Salt mine in Harghita County, Romania

The Praid salt mine (Romanian: Salina Praid; Hungarian: Parajdi sóbánya) is a currently closed large salt mine located in central Romania in Harghita County, close to Praid. Praid represented one of the largest salt reserves in Romania having estimated reserves of 50 billion tonnes of NaCl. The Praid salt mine is also an attraction on the route of the Via Transilvanica long-distance trail, which passes through the village of Praid.

== 2025 closure ==
In late May 2025, the mine experienced severe flooding in both its mining and tourist sections, leading to its closure. The incident was caused by heavy torrential rains that significantly swelled the nearby Corund stream, increasing its flow up to 100-120 times its normal rate and causing water to infiltrate the mine. An underground dam, built to prevent water ingress, also collapsed.

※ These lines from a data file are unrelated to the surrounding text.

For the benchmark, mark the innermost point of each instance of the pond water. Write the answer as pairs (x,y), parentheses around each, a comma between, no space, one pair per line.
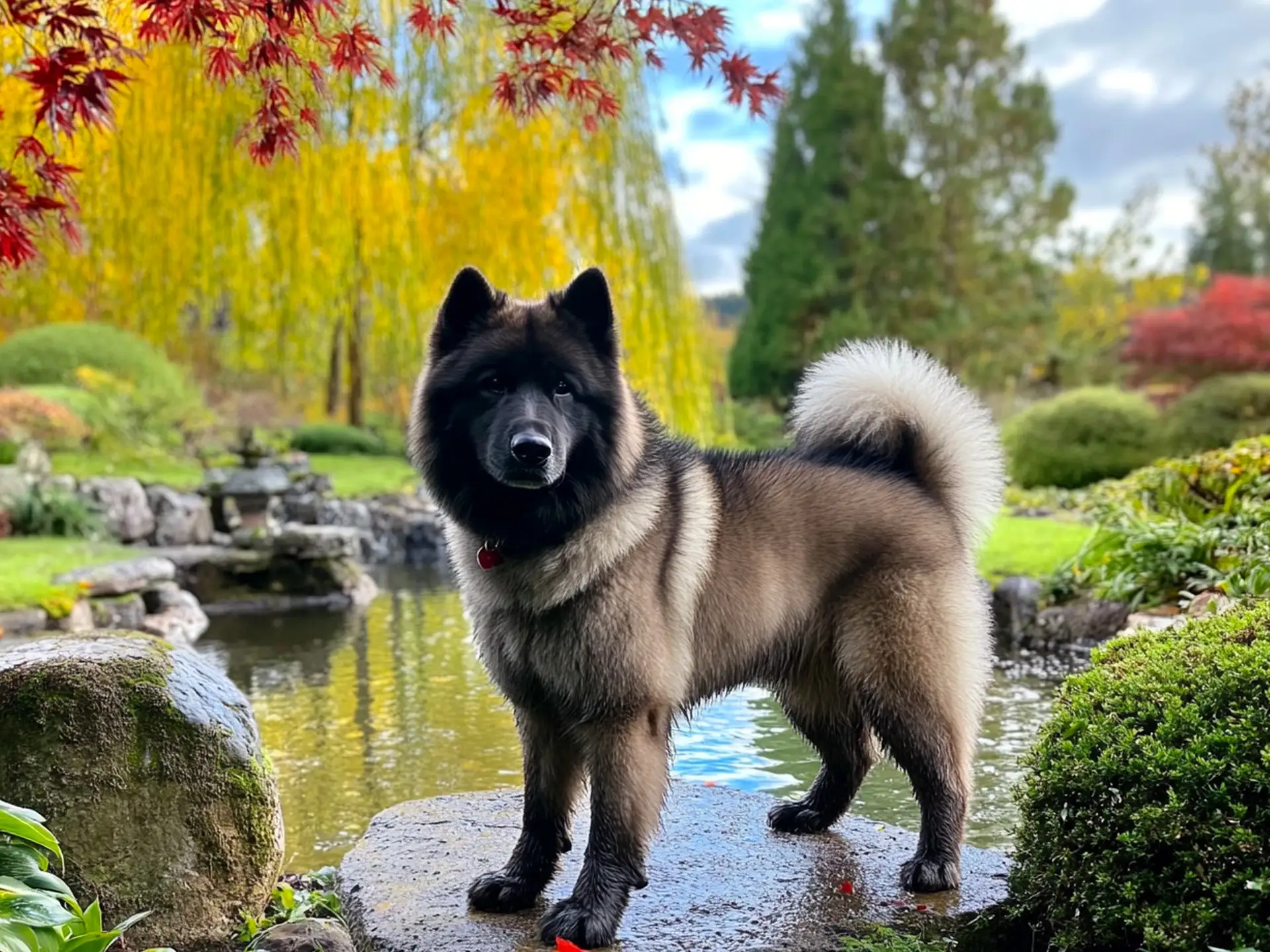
(364,711)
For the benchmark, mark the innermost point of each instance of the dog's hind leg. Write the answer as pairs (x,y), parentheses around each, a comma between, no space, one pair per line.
(919,656)
(628,764)
(553,772)
(822,710)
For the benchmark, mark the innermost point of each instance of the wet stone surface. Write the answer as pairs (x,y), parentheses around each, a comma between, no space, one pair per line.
(719,879)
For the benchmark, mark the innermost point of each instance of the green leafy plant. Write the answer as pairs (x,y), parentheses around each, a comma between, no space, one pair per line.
(339,440)
(309,896)
(52,353)
(41,512)
(1142,810)
(886,939)
(1220,412)
(1177,528)
(38,912)
(1081,437)
(132,418)
(756,426)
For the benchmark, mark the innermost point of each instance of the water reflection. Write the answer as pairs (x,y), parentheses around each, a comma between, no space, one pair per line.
(364,711)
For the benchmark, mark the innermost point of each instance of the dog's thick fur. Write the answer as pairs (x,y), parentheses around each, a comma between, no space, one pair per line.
(642,575)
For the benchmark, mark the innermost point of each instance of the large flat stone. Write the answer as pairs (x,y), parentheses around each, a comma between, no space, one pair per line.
(121,578)
(719,879)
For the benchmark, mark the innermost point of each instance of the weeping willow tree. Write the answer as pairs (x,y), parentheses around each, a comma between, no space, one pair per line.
(318,278)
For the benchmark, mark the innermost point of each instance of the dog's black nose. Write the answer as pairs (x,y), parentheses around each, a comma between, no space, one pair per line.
(531,448)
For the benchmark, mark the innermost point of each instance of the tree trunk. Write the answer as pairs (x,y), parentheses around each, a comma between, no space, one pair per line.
(333,370)
(356,376)
(356,380)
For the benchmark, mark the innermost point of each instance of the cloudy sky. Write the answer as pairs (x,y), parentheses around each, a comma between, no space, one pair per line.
(1140,85)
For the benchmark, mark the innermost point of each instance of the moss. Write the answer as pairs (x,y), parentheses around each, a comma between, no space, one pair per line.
(157,809)
(1143,810)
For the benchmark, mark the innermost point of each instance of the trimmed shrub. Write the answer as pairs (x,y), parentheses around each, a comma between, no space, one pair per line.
(1143,813)
(1081,437)
(1176,528)
(337,438)
(26,415)
(50,354)
(1220,412)
(54,513)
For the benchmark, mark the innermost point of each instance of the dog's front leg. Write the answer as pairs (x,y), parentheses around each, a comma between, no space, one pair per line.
(553,770)
(628,764)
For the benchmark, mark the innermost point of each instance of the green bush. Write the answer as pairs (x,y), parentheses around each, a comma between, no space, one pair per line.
(1081,437)
(50,354)
(52,513)
(390,432)
(38,912)
(757,426)
(1220,412)
(295,898)
(338,440)
(1143,811)
(1177,528)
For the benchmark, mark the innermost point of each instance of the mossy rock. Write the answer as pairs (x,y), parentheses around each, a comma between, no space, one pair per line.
(148,764)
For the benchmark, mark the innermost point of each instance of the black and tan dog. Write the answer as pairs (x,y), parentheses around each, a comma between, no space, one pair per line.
(615,578)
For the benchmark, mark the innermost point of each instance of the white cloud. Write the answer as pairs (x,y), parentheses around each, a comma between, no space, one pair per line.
(767,22)
(726,172)
(1070,70)
(1031,17)
(1130,83)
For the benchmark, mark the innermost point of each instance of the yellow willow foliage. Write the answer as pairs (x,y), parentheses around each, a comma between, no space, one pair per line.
(1095,306)
(254,274)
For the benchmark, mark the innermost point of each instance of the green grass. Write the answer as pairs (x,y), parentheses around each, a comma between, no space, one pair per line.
(27,568)
(1024,546)
(1017,545)
(178,474)
(351,475)
(366,475)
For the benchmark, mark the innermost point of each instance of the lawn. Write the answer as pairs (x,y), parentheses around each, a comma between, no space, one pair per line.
(1024,546)
(27,567)
(351,475)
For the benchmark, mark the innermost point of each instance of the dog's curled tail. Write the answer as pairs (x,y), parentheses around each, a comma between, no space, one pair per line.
(889,404)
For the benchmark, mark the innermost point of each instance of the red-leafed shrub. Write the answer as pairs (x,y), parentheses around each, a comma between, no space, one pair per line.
(24,415)
(1226,329)
(558,51)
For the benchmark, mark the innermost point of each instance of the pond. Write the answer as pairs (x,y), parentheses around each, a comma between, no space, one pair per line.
(364,711)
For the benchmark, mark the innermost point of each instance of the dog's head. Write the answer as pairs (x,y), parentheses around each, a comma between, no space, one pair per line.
(520,400)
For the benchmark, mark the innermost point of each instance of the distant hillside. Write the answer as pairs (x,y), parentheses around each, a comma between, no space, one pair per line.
(727,309)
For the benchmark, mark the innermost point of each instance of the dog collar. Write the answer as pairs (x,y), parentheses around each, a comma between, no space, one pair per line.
(489,556)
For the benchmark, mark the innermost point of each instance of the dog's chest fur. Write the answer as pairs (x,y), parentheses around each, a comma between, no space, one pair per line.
(560,630)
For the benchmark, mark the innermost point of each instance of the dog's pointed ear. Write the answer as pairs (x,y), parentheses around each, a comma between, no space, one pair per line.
(588,301)
(469,300)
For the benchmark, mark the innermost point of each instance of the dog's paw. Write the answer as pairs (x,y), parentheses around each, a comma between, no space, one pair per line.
(926,875)
(796,816)
(586,926)
(501,892)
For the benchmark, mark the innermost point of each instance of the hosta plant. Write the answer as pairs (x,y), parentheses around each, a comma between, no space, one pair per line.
(38,912)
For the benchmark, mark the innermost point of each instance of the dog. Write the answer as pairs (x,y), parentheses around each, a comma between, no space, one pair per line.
(616,576)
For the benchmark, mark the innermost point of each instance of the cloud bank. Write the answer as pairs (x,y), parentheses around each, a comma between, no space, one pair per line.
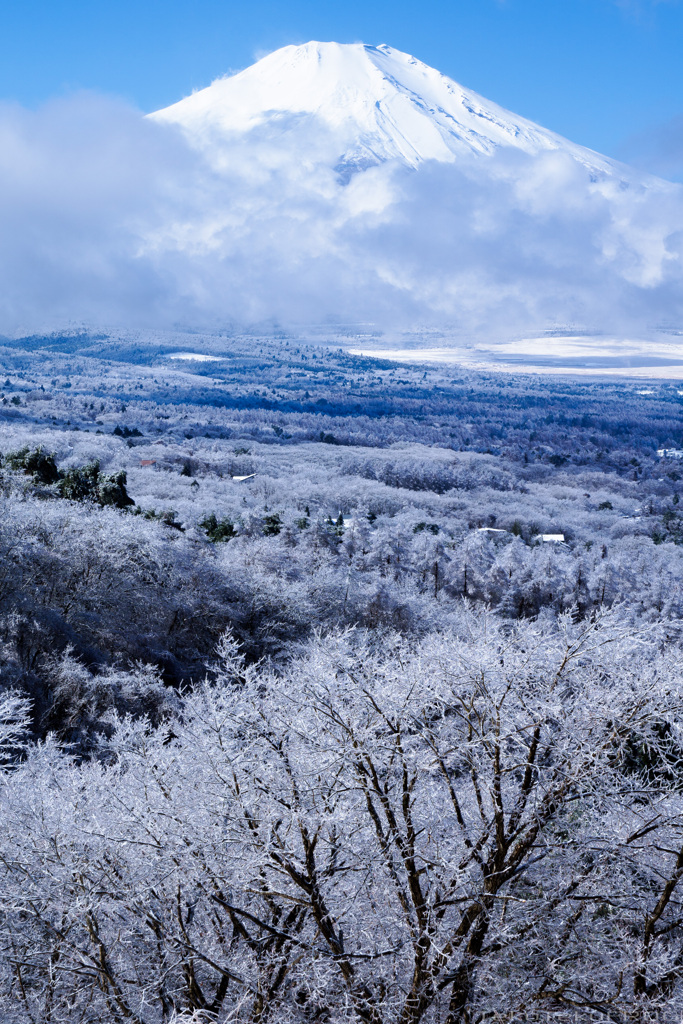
(109,218)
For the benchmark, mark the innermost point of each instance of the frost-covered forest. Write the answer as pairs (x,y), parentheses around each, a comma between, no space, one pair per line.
(335,689)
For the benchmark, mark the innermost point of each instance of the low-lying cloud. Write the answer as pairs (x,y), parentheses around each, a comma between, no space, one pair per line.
(109,218)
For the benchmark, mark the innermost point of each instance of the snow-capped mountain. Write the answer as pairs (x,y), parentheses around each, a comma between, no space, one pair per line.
(377,104)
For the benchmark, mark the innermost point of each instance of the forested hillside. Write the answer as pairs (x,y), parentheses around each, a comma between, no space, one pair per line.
(336,689)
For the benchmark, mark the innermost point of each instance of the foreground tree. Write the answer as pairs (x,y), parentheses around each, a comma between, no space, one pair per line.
(486,826)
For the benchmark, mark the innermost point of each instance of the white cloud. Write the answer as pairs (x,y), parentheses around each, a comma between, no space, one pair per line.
(109,218)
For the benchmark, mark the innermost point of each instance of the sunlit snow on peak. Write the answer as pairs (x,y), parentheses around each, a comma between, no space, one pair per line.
(376,102)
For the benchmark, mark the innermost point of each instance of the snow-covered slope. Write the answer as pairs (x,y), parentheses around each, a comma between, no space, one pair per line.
(375,102)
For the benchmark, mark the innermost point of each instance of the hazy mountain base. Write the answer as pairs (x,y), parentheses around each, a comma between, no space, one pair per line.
(508,780)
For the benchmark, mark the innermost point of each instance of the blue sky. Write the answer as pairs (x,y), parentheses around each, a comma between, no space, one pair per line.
(600,72)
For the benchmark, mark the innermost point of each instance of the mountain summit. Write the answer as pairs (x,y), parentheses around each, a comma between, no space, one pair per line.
(375,102)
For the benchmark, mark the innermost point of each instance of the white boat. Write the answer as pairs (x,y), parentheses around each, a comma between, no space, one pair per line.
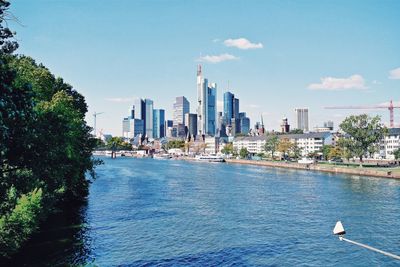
(210,158)
(162,156)
(305,161)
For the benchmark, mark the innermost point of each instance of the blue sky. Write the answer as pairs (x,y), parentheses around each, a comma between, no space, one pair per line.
(276,55)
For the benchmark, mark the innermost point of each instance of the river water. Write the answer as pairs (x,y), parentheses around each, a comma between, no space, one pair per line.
(146,212)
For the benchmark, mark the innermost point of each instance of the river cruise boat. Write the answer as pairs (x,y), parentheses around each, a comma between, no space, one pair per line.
(162,156)
(210,158)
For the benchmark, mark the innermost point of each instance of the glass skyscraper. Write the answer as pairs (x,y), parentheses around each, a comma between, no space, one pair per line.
(211,113)
(158,123)
(181,107)
(148,120)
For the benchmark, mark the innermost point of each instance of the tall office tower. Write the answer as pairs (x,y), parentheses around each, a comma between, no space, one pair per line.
(125,127)
(228,107)
(139,109)
(148,120)
(329,125)
(211,109)
(191,124)
(244,125)
(285,127)
(202,90)
(302,118)
(132,112)
(236,108)
(158,123)
(136,127)
(181,107)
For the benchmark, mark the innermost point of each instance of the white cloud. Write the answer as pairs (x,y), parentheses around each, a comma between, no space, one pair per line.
(217,58)
(121,99)
(242,43)
(394,74)
(355,81)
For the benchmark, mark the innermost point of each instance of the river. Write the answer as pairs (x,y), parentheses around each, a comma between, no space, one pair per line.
(146,212)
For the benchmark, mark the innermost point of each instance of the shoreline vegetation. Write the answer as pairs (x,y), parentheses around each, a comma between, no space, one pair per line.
(45,144)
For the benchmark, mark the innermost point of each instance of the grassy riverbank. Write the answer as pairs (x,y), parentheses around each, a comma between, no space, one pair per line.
(350,169)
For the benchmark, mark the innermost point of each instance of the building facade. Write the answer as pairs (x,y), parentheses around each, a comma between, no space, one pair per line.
(181,107)
(148,117)
(191,124)
(158,123)
(302,119)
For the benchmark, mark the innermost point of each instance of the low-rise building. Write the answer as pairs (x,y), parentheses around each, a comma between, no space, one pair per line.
(310,142)
(253,144)
(390,143)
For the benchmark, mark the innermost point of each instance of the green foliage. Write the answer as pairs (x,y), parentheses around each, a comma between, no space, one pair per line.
(397,154)
(326,149)
(364,134)
(243,153)
(21,222)
(296,131)
(118,143)
(44,143)
(271,144)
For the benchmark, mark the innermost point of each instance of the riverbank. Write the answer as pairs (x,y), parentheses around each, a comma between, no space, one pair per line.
(321,167)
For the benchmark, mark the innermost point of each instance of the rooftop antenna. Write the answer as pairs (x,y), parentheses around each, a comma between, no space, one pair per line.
(339,230)
(95,114)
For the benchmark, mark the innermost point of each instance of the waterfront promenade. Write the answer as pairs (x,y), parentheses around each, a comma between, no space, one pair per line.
(375,172)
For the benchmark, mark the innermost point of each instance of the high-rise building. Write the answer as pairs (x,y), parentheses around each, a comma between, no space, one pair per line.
(181,107)
(228,106)
(236,108)
(244,125)
(125,127)
(158,123)
(148,120)
(211,109)
(285,127)
(139,109)
(302,119)
(136,127)
(191,124)
(206,105)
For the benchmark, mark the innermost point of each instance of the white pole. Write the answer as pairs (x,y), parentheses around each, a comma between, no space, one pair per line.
(370,248)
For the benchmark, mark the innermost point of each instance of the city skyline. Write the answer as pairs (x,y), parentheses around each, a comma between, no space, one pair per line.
(283,56)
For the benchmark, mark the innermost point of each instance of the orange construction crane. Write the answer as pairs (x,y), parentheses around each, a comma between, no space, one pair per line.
(390,107)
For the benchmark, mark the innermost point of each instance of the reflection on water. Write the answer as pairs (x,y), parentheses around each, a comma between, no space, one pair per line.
(144,212)
(64,239)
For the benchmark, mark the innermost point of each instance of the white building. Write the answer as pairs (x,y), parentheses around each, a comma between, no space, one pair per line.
(310,142)
(390,143)
(253,144)
(302,119)
(211,144)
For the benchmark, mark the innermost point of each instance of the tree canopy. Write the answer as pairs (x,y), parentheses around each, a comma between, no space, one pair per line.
(45,144)
(362,134)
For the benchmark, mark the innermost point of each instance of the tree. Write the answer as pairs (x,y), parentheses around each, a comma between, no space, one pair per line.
(284,146)
(326,149)
(271,144)
(118,143)
(335,152)
(363,134)
(243,153)
(296,131)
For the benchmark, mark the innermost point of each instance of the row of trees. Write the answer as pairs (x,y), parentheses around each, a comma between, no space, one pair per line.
(45,144)
(361,136)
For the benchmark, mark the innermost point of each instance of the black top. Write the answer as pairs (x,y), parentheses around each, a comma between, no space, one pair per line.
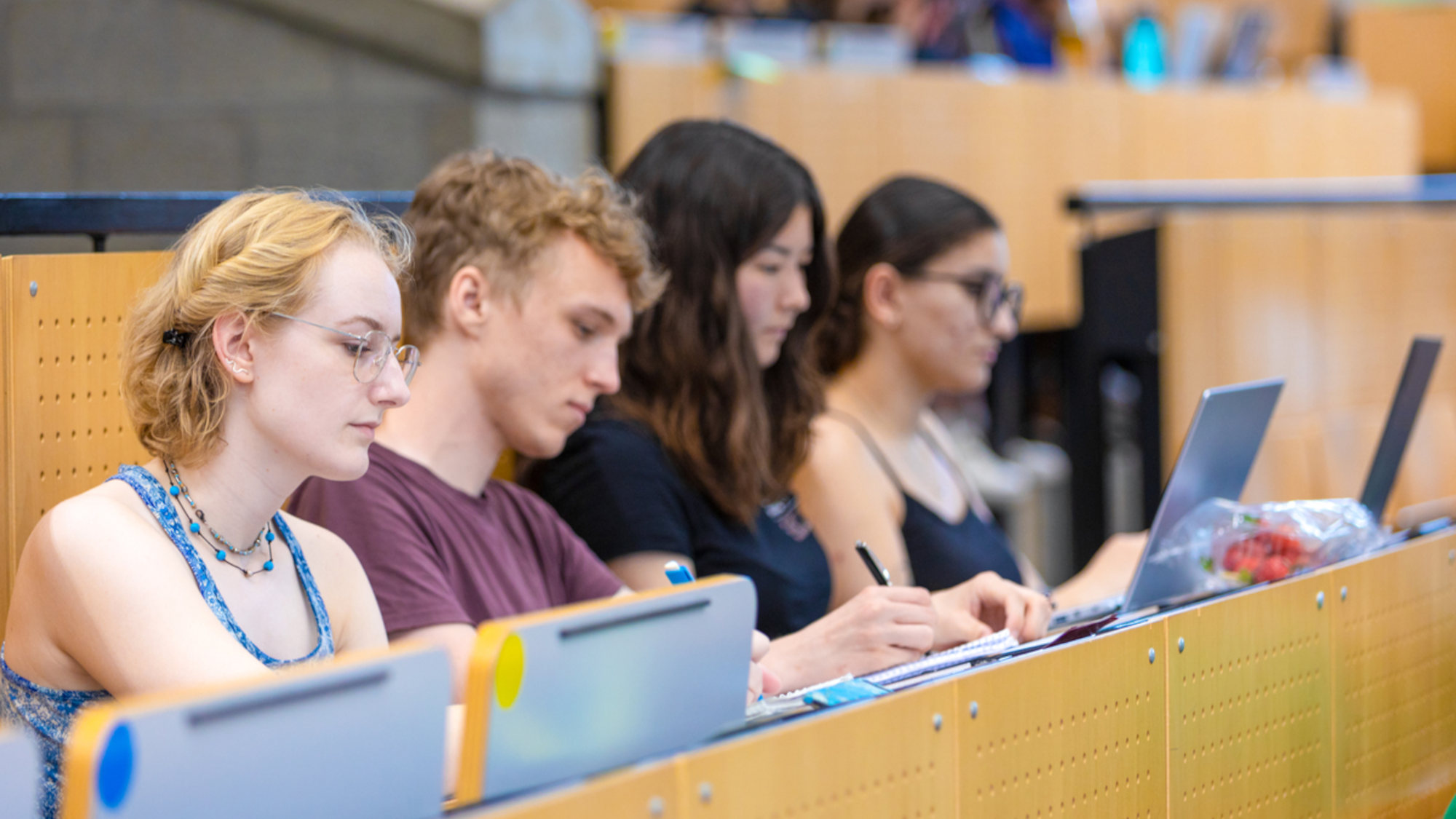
(943,554)
(618,488)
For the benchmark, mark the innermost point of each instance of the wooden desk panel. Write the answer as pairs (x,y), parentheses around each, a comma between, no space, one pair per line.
(1074,732)
(883,758)
(1250,704)
(1396,682)
(68,426)
(1329,301)
(1410,47)
(649,791)
(1021,146)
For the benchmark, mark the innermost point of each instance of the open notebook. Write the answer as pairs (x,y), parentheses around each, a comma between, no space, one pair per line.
(895,678)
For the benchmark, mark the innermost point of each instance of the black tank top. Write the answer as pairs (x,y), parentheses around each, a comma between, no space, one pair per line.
(943,554)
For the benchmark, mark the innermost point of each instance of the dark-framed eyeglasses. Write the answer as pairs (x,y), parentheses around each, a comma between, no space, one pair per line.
(372,352)
(991,292)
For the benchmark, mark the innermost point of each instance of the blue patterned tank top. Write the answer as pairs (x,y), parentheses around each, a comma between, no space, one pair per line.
(47,713)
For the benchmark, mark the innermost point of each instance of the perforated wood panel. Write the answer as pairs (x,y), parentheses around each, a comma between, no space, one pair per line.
(1074,732)
(1249,704)
(68,427)
(641,793)
(1396,682)
(885,759)
(7,557)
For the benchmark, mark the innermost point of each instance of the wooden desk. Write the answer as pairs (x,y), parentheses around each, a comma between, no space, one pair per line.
(1410,47)
(1332,301)
(1326,695)
(1021,146)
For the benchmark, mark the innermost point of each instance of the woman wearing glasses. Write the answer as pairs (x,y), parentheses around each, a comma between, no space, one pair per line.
(922,309)
(266,355)
(691,461)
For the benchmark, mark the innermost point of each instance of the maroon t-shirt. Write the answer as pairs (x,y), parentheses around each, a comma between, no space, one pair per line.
(439,555)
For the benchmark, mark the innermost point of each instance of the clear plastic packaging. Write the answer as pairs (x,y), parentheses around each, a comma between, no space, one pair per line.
(1241,544)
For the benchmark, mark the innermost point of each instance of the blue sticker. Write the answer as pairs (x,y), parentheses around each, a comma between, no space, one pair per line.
(114,772)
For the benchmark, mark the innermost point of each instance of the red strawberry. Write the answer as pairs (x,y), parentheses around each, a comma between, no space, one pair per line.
(1272,569)
(1234,555)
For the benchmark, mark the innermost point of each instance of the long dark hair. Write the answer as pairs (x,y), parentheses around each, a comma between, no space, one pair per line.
(714,194)
(905,222)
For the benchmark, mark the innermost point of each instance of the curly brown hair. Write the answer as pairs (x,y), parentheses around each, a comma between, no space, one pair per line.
(500,213)
(716,194)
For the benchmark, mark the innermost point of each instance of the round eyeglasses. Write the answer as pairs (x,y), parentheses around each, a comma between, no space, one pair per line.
(989,290)
(372,352)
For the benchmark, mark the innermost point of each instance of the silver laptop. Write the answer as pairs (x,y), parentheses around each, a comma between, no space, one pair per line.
(1215,462)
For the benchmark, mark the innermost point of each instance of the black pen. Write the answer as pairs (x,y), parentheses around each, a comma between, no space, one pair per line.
(877,569)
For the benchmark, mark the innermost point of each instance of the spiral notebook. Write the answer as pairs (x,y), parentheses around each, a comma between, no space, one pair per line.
(908,673)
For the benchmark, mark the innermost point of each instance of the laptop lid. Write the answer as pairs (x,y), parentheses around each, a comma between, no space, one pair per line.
(1215,461)
(1420,362)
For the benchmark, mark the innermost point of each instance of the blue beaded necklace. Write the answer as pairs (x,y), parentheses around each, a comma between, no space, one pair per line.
(196,526)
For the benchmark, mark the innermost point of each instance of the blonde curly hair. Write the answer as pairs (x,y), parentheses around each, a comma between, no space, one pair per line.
(502,213)
(256,254)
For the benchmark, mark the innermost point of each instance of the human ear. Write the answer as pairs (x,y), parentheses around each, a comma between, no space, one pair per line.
(468,301)
(883,295)
(232,343)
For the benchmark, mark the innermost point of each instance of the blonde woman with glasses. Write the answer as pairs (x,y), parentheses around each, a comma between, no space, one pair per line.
(266,355)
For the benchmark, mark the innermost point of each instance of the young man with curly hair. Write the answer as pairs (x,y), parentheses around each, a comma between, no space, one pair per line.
(522,288)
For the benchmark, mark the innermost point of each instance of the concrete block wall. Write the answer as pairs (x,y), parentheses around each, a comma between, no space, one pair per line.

The flooding resulted in the evacuation of personnel and equipment, compromising underground salt stocks and leading to the loss of machinery. While authorities initially stated there was no immediate risk of total collapse, the situation remains critical, and the mine's closure severely impacts the local economy, which heavily relies on tourism. Efforts were made to divert water and pump it out, but improvised dams failed. Hungary has offered assistance for the mine's restoration, and the Romanian government also provided support. Locals have criticised SALROM, the mine's owner, for not taking adequate preventive measures, especially after previous floods in May 2024. On 31 May 2025, Romanian president Nicușor Dan visited the mine, pledging to reopen it and ensuring eventual compensation to the around 130 people whose employment had been affected.